Entre quatro paredes e um chão que balança

Vídeo | RPC TV
Vídeo (Foto: RPC TV)

O carpinteiro Soalcir Lodi, 55 anos, e o carrinheiro Djalma Rodrigues, 47, moram na mesma vila – a Pantanal, no Alto Boqueirão. Entre a casa de um e outro – na última rua da ocupação – anda-se três quilômetros e uma eternidade. Soalcir está a mais de 15 metros de um afluente do Iguaçu, sã e salvo das águas que costumam invadir a ocupação em dias de chuvarada. Não é o único conforto. Sua casa é modesta, mas tem banheiro e uma pequena área onde recebe os amigos para a roda de chimarrão.
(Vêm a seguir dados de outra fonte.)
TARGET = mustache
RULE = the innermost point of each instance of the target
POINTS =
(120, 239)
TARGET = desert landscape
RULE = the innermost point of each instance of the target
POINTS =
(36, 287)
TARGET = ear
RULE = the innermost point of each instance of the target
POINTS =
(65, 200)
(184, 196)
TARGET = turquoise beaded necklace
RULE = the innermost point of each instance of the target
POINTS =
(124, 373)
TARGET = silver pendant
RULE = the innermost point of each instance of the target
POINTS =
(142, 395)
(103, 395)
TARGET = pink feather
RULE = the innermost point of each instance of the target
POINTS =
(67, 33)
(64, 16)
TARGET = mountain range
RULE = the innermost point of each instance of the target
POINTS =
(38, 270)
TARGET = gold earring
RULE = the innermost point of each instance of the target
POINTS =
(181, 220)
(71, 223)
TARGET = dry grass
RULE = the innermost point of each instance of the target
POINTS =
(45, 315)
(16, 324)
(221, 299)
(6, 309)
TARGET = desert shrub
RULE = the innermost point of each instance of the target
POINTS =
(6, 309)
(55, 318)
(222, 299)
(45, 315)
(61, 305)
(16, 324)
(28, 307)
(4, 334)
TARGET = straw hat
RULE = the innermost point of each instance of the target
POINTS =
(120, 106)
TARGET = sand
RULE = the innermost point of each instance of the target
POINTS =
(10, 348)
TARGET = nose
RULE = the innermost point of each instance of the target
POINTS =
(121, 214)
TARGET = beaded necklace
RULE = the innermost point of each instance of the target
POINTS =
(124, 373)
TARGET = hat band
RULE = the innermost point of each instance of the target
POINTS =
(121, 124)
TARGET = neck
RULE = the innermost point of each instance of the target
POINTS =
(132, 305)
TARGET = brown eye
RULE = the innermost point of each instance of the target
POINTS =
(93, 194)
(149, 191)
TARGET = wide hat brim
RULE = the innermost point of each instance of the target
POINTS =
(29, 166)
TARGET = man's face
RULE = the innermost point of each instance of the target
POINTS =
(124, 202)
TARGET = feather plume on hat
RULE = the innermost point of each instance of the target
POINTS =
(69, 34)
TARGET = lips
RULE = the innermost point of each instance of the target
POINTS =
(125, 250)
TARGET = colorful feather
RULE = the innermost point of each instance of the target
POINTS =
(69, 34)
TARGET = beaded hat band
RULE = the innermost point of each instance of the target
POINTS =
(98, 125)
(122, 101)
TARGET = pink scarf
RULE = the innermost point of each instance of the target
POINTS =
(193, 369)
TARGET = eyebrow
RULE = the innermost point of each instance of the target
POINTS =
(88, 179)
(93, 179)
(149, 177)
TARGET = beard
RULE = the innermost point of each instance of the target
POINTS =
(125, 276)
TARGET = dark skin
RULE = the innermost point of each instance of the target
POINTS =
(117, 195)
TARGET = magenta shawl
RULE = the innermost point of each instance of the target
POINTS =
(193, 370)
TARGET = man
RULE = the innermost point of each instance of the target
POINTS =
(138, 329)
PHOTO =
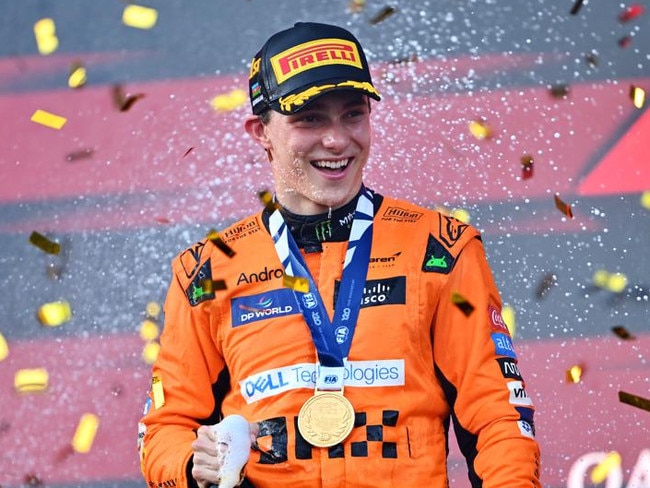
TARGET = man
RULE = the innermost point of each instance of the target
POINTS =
(349, 328)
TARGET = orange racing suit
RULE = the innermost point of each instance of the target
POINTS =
(429, 346)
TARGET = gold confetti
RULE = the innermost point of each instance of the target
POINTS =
(139, 17)
(214, 237)
(527, 166)
(576, 7)
(546, 283)
(634, 400)
(297, 283)
(31, 380)
(80, 154)
(122, 101)
(508, 316)
(4, 348)
(645, 200)
(48, 119)
(480, 129)
(45, 33)
(152, 309)
(602, 470)
(158, 392)
(55, 313)
(574, 374)
(266, 197)
(77, 78)
(559, 91)
(622, 333)
(637, 94)
(150, 352)
(149, 330)
(44, 244)
(563, 207)
(616, 282)
(84, 436)
(462, 304)
(229, 101)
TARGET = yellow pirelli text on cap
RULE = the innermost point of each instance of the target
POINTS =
(48, 119)
(84, 436)
(31, 380)
(313, 54)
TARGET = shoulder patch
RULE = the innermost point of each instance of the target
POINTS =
(191, 258)
(197, 292)
(451, 229)
(437, 259)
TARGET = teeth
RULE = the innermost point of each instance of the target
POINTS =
(331, 164)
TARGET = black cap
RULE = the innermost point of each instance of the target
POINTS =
(298, 64)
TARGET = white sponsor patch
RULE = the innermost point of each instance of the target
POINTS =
(525, 428)
(518, 395)
(265, 384)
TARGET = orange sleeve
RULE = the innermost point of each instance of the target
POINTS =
(188, 366)
(477, 368)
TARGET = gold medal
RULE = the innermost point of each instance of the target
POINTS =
(326, 419)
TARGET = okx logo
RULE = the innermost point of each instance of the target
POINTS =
(276, 303)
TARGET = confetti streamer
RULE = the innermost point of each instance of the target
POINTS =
(382, 15)
(527, 166)
(31, 380)
(634, 400)
(602, 470)
(4, 348)
(622, 333)
(230, 101)
(149, 330)
(266, 197)
(576, 7)
(77, 78)
(122, 101)
(631, 13)
(86, 153)
(574, 374)
(462, 304)
(45, 33)
(480, 129)
(55, 313)
(44, 244)
(139, 17)
(637, 94)
(157, 392)
(48, 119)
(214, 237)
(150, 352)
(296, 283)
(84, 436)
(547, 282)
(563, 207)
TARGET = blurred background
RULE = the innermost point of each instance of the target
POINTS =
(121, 142)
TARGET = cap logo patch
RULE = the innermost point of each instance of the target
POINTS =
(314, 54)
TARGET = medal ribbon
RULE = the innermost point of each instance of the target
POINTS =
(332, 352)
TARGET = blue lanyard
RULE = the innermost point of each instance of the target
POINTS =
(331, 339)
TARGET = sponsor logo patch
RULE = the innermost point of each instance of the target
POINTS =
(397, 214)
(313, 54)
(388, 291)
(275, 303)
(503, 345)
(509, 368)
(367, 374)
(518, 395)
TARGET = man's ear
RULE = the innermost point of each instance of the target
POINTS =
(257, 130)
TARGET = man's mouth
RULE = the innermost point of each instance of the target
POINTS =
(330, 165)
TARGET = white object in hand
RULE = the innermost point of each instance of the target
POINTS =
(233, 432)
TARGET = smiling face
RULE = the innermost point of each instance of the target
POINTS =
(318, 154)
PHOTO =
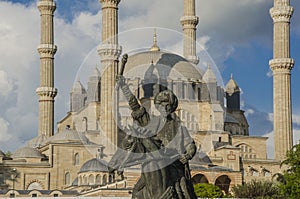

Na casa de Djalma, o lazer vai ter de esperar. A vistosa mesa de sinuca ocupa o puxadinho de ponta a ponta, à espera de melhores dias. Enquanto persistirem os alagamentos, ele não vai poder abrir o boteco com que tanto sonha. Ao que diz, em coro com a nação brasileira, "tudo bem." Dos males o menor. A moradia dos Rodrigues até que é grande. São dois quartos, uma sala e a cozinha fora, com piso de terra. Tudo indica que é um lar – tem fogão, sofá e três televisores. Seria quase perfeito não fossem as fossas que transbordaram. Djalma, a mulher Maria Aparecida, 45, mais quatro filhos e um neto estão sem banheiro. "Preciso passar uns canos", avisa o proprietário. "Aqui é tudo na base da canequinha", explica Maria.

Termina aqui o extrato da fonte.